Nascida negra, de pais brancos e no meio do Apartheid


Nascida de pais brancos, ultra conservadores e proselitistas do Apartheid,Sandra Laing herdou pela graça de Mendel e de longínquos antepassados, apele negra de uma raça por sempre agravada. O pigmento silencioso de um ancestral desconhecido acordou no pior lugar e momento. Sandra nasceu negra, mas o ofuscamento e pressão familiar converteram-na em uma branca postiça até que a mentira apareceu. Esta é a fantástica e ridícula história da busca de uma identidade perdida dentro de um regime tão absurdo quanto irracional.
Sandra Laing posa junto a seus pais Abraham e Sannie


Sandra Laing tem agora mais de 50 anos. O traço intenso de sua face mostra um passado difícil. Meio século lutando para encontrar um vão na mesma sociedade que pela manhã, no seio de uma família de fiéis "afrikaners", lhe dava de comer; enquanto pela tarde, tendo a pele como documentação, lhe impedia de circular livremente pelas ruas. Uma infância com duas identidades de direitos opostos que minaram sua confiança no sistema e ridicularizaram completamente as bases ideológicas do escuro regime.

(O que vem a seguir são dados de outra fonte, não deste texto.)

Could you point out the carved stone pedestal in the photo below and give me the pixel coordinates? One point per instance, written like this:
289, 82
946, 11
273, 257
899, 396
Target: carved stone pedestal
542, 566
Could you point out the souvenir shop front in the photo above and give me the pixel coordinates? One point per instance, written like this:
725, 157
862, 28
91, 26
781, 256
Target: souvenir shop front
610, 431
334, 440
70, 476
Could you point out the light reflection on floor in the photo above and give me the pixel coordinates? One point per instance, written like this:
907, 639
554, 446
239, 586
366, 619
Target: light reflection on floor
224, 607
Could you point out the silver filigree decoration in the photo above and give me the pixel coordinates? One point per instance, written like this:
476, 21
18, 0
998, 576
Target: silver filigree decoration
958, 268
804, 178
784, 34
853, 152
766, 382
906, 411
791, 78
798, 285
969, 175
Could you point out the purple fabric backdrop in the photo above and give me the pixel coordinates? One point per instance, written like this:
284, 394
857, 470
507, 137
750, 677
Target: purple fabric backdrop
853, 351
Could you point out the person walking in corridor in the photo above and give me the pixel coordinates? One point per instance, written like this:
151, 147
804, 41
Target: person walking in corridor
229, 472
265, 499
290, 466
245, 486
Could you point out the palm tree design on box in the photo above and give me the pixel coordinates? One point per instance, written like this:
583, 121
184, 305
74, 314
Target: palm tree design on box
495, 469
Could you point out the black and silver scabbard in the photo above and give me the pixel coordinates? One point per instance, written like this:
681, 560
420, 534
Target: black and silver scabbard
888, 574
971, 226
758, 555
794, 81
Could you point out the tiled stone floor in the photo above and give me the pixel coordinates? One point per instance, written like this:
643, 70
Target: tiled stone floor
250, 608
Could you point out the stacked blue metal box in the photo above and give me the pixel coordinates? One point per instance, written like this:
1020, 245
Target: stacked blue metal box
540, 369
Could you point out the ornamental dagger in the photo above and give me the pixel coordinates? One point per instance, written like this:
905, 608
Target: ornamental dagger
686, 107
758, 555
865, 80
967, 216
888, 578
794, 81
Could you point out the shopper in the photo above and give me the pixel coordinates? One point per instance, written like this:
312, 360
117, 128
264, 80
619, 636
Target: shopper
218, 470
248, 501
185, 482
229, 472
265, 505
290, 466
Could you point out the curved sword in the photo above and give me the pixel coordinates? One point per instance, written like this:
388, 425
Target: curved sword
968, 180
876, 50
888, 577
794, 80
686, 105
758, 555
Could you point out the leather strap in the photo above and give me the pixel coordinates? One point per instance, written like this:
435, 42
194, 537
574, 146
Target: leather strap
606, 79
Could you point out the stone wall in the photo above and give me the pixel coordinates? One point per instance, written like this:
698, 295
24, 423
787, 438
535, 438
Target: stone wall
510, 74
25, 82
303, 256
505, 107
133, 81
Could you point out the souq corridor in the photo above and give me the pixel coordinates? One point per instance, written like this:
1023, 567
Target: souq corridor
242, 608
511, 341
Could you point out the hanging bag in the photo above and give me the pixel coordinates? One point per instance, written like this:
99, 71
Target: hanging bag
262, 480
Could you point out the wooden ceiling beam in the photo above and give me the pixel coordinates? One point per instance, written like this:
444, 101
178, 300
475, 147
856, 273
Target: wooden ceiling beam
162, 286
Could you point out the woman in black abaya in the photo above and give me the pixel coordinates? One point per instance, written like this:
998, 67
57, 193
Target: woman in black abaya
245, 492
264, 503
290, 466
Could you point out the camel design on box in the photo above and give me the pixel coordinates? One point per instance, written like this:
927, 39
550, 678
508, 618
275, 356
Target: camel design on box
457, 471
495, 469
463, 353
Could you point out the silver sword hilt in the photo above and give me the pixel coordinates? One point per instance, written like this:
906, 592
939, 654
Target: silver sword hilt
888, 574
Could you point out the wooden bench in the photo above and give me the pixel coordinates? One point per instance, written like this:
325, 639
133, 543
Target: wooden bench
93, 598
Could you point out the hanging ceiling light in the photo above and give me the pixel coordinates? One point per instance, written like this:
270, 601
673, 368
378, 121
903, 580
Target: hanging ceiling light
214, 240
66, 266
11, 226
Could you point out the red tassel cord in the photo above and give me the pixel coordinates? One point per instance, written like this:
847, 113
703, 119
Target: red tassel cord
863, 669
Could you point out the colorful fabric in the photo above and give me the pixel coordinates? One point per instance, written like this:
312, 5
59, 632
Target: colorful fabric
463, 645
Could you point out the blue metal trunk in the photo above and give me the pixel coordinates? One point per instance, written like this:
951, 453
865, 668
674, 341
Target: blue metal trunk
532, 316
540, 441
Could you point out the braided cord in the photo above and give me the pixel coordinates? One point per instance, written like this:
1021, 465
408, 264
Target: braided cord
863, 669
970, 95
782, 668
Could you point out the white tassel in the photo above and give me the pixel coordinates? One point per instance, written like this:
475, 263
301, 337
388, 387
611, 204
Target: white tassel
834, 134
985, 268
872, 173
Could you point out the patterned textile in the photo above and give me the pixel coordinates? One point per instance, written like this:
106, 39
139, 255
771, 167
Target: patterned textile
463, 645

- "Meu pai sempre me dizia que eu era branca. Ele pensava em mim como 'sua menina branca'". Sandra Laing

Sandra nasceu em 1955 em Piet Retief, epicentro do integrismo racial e afortunado lugar de bosques perenes e minas douradas. Contam as fontes familiares que a cara de seus pais ao recebê-la neste mundo foi épica. Duas árvores genealógicas mais brancas que o marfim africano polido atribuíam, pela graça de seu Deus branco, o castigo de uma menina de pele manchada, mas com sangue de seu mesmo sangue. Paradoxalmente o mesmo "princípio de segregação" que professavam em comunhão com a doutrina "afrikaner" foi o que determinou a cor da pele da menina:


Segunda Lei de Mendel ou Princípio da segregação: "Certos indivíduos são capazes de transmitir um caráter ainda que neles não se manifeste".
Seus progenitores (Abraham e Sannie) defendiam até morte a pureza de seus ancestrais; catalogação muito comum, por então, para atestar "alto pedigree" e a estirpe das pulcras linhagens. Mas um gene recessivo de alguma geração muito longínqua e não catalogada -com certeza por vergonha- passou a manifestar-se como justiceira nas mãos de uma inocente. Os olhos mostravam uma certeza que a razão anulava por desonra da impureza de sua casta. Um teste de DNA posterior confirmou a paternidade de Abraham e Sannie. Em 1967 o governo sul-africano, a pedido do pai de Sandra, aprovou uma lei que declarava brancos todos os filhos de pais brancos. Sandra Laing branca e a incoerência a serviço do racismo.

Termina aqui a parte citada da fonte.